ADR-029: Internal (service-to-service) auth, distinct from public
Status
Accepted -- 2026-06-21 (design ratified; implementation is a follow-up)
Tracks #171. Extends ADR-024 (auth/authz strategy).
Context
ADR-024 defines two authorization states for an RPC, expressed as proto options consumed by createProtoAuthzInterceptor / the JWT auth interceptor's skipMethods:
- gated -- a
default_policy: "allow"/"deny"service plus per-method policies; the JWT auth interceptor must authenticate the caller. public--service_auth { public: true }ormethod_auth { public: true }: authentication is skipped entirely; anyone reachable on the wire may call it.

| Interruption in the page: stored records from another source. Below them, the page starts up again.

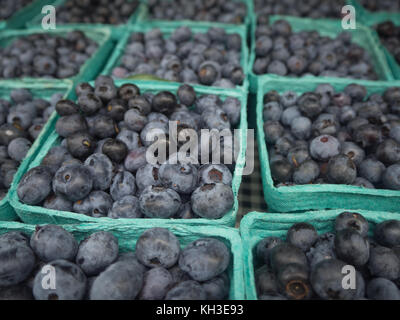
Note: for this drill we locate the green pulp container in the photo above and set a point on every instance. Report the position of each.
(116, 30)
(35, 214)
(317, 196)
(89, 70)
(127, 236)
(365, 16)
(246, 22)
(372, 22)
(44, 91)
(18, 19)
(256, 226)
(330, 28)
(167, 28)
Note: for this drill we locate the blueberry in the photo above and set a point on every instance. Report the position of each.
(383, 262)
(81, 145)
(186, 95)
(70, 282)
(156, 283)
(204, 259)
(391, 177)
(372, 170)
(353, 151)
(212, 201)
(265, 246)
(326, 280)
(51, 242)
(214, 173)
(123, 184)
(83, 88)
(382, 289)
(217, 288)
(159, 202)
(281, 170)
(301, 127)
(17, 259)
(289, 114)
(57, 202)
(158, 247)
(101, 169)
(122, 280)
(272, 111)
(115, 149)
(265, 280)
(324, 147)
(18, 148)
(388, 152)
(35, 185)
(293, 282)
(96, 204)
(341, 170)
(310, 104)
(135, 159)
(323, 249)
(126, 207)
(71, 124)
(387, 233)
(147, 175)
(307, 172)
(364, 183)
(164, 102)
(180, 177)
(302, 235)
(130, 138)
(9, 132)
(97, 252)
(353, 221)
(74, 182)
(232, 107)
(352, 247)
(89, 103)
(186, 290)
(66, 107)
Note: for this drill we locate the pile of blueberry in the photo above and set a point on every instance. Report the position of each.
(334, 137)
(281, 51)
(381, 5)
(100, 168)
(21, 120)
(312, 266)
(300, 8)
(95, 269)
(389, 34)
(211, 58)
(46, 56)
(8, 8)
(233, 12)
(96, 11)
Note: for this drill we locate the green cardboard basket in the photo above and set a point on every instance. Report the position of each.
(18, 19)
(127, 236)
(89, 70)
(247, 21)
(365, 16)
(314, 196)
(326, 27)
(372, 22)
(40, 91)
(116, 30)
(256, 226)
(167, 28)
(35, 214)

A third, real situation has no first-class expression: an internal, service-to-service call that carries no end-user JWT but is not meant to be world-open. It surfaced while building the car-sharing Temporal example (Phase 2):
- The trip saga runs in a Temporal worker (a separate process, not a Connectum
Server). Its activities call internal RPCs (TripService.RecordTrip,EndTrip) over the network with noAuthorizationheader -- Connectum does not auto-propagate inbound headers across a worker's client. - To let those calls through, the methods are annotated
method_auth { public: true }. But the real trust boundary is the mesh (Istio mTLSSTRICT+ anAuthorizationPolicythat admits only the trips ServiceAccount). The proto now says "public" -- over-stating exposure and reading wrong to anyone auditing the contract.
So today public is overloaded: it means both "intentionally world-open" (a health probe) and "internal, trusted by the network boundary" (a worker-only RPC). They have different security postures and should be auditable as different things.
The same gap exists for any out-of-process internal caller: schedulers, batch jobs, the new createCatalogClient (#170).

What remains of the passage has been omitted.